Some say Dracula is all about horror.

Well, quite. For me the best part of the book will always be the opening chapters, with Jonathan’s Gothic adventures in Transylvania as it slowly dawns on him that something is very wrong. This is the best part of this audio version for sure, with Jonathan’s increasing claustrophobia and panic captured very well through his diary entries. It’s also the part of the story that gives Mark Gatiss the most to do as Dracula, since in the London parts of the story he’s mostly an off-stage threat.
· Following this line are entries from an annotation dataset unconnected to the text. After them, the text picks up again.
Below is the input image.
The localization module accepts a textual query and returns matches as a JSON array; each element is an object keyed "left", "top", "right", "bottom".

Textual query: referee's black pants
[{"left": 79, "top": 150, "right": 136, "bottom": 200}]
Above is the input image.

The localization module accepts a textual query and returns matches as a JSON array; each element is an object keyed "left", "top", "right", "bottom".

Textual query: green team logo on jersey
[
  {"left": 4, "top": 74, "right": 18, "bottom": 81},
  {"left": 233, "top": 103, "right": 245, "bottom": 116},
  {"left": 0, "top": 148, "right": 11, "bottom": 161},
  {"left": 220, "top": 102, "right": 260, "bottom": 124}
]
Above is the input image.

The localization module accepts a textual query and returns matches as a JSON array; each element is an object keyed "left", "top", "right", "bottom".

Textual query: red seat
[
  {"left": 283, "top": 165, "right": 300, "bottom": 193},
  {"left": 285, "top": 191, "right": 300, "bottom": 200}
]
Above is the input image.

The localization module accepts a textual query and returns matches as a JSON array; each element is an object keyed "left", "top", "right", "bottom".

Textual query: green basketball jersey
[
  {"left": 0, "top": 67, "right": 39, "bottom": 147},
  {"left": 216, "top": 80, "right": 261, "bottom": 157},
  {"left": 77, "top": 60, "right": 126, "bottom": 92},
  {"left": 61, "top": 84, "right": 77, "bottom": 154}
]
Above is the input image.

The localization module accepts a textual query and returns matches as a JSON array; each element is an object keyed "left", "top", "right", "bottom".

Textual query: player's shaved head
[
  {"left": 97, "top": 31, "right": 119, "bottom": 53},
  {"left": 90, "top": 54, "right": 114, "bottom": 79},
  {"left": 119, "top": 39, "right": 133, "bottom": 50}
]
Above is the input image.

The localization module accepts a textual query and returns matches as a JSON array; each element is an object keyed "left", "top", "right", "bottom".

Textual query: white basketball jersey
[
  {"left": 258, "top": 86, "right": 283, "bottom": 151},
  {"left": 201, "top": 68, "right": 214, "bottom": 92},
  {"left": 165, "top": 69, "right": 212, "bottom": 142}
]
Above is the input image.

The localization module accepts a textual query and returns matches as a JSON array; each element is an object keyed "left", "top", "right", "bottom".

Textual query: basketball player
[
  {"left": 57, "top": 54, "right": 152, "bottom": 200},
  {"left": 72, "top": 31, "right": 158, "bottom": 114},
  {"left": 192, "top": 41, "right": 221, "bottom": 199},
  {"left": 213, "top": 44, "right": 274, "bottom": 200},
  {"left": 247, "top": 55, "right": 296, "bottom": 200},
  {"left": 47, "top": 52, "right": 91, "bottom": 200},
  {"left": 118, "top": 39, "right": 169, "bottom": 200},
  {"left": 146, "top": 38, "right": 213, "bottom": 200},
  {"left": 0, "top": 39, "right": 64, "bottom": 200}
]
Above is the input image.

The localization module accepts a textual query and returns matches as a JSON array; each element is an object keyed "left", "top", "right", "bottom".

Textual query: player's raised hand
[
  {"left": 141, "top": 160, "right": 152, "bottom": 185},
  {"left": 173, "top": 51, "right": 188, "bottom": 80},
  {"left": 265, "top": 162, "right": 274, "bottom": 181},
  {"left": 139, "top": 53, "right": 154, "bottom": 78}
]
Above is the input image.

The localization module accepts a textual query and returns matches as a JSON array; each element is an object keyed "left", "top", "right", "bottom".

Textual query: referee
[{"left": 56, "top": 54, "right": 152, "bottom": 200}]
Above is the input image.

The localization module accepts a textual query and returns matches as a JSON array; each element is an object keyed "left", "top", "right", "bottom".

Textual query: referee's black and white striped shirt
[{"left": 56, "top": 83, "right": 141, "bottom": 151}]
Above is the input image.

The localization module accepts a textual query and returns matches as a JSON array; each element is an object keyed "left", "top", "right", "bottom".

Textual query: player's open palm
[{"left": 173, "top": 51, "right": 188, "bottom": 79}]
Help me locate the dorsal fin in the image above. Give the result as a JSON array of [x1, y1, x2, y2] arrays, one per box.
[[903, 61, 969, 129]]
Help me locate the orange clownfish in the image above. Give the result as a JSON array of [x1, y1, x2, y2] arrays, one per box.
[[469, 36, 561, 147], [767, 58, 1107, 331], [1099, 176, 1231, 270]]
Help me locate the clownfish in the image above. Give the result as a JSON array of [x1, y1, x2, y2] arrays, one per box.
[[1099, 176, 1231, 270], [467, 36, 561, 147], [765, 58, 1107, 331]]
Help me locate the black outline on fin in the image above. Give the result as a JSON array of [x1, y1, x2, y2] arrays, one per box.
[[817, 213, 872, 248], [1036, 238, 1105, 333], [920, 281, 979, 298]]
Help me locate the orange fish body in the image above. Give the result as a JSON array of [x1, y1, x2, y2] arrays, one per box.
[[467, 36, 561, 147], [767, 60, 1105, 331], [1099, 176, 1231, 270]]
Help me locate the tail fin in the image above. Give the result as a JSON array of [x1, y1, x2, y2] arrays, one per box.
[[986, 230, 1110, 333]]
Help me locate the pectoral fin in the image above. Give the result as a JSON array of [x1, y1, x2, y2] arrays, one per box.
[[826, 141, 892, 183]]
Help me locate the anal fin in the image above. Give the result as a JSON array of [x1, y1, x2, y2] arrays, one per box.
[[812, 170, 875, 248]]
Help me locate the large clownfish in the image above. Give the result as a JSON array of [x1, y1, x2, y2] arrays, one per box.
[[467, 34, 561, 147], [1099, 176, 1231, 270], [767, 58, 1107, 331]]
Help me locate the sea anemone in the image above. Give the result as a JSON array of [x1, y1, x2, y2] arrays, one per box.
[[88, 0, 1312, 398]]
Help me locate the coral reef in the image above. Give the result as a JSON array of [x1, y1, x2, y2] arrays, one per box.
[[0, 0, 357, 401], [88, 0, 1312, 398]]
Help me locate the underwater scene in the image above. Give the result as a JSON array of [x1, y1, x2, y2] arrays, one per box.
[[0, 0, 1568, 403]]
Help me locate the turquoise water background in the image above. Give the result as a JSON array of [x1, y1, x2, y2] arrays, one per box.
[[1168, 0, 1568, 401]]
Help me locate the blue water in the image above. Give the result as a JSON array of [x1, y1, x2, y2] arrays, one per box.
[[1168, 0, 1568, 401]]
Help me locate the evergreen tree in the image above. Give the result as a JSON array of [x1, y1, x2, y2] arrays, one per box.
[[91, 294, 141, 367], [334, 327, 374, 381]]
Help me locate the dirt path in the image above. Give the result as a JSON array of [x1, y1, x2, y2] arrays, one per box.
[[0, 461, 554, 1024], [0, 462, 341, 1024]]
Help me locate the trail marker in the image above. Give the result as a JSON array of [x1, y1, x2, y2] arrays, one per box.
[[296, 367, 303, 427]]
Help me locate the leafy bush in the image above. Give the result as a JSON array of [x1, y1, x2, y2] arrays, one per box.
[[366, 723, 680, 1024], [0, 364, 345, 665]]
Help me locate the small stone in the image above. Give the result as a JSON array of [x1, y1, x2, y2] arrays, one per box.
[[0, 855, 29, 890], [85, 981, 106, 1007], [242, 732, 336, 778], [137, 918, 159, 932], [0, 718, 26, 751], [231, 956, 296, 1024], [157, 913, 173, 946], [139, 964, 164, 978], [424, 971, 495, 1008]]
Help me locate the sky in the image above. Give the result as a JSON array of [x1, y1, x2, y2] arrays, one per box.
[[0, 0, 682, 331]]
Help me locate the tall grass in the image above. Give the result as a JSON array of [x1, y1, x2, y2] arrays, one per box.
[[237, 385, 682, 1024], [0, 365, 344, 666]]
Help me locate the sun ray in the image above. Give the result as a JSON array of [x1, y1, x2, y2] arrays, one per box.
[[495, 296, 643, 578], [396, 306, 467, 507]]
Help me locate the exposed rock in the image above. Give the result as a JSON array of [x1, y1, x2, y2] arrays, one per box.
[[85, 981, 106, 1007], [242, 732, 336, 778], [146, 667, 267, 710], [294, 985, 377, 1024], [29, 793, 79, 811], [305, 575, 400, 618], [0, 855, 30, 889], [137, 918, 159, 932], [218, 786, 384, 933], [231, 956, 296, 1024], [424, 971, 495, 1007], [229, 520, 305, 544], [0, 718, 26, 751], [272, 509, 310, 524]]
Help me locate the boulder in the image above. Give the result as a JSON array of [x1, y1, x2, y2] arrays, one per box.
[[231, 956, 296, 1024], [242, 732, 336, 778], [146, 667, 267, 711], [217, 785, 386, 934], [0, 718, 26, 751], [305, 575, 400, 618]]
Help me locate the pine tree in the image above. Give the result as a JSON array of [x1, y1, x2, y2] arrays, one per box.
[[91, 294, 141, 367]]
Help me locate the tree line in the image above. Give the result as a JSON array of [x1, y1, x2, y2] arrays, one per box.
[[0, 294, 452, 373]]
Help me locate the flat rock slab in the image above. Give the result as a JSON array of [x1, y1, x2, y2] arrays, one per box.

Gatiss is sophisticated yet brutish as the ancient count, a perfect combination, and I really enjoyed his performance and just wish we could have heard more of it.

On the other hand, my other favourite part of the book is when they read the ship’s log of the Russian freighter that transported Dracula and his 50 caskets of earth to England. In the book, it has the terror of the found document, the nineteenth-century equivalent of a found-footage movie like The Blair Witch Project or Cloverfield. On audio, with narration from the Russian captain intercut with Mina’s reading of the same, it doesn’t quite have the same level of terror, alas. But overall, the audio medium is the perfect one for presenting a collage of found testimony. I’d love to hear what Big Finish could do with Wilkie Collins’s The Woman in White, if they’re looking for more ideas for Big Finish Classics.

Overall, this is one of the strongest Big Finish Classics. For me, Treasure Island is still the best so far, but I would put this in the second tier with The Phantom of the Opera. The casting is strong (I didn’t even mention the delights of David Menkin as American cowboy Quincy P. Morris, though on the other hand, Katy Manning’s voice is too distinctive for doubling up as she does here), the sound design by Iain Meadows and music by James Dunlop suitably atmospheric for the most part, and the script by Jonathan Barnes one of his best yet for Big Finish.

Dracula (by Bram Stoker, Jonathan Barnes; starring Mark Gatiss) was released by Big Finish Productions in May 2016.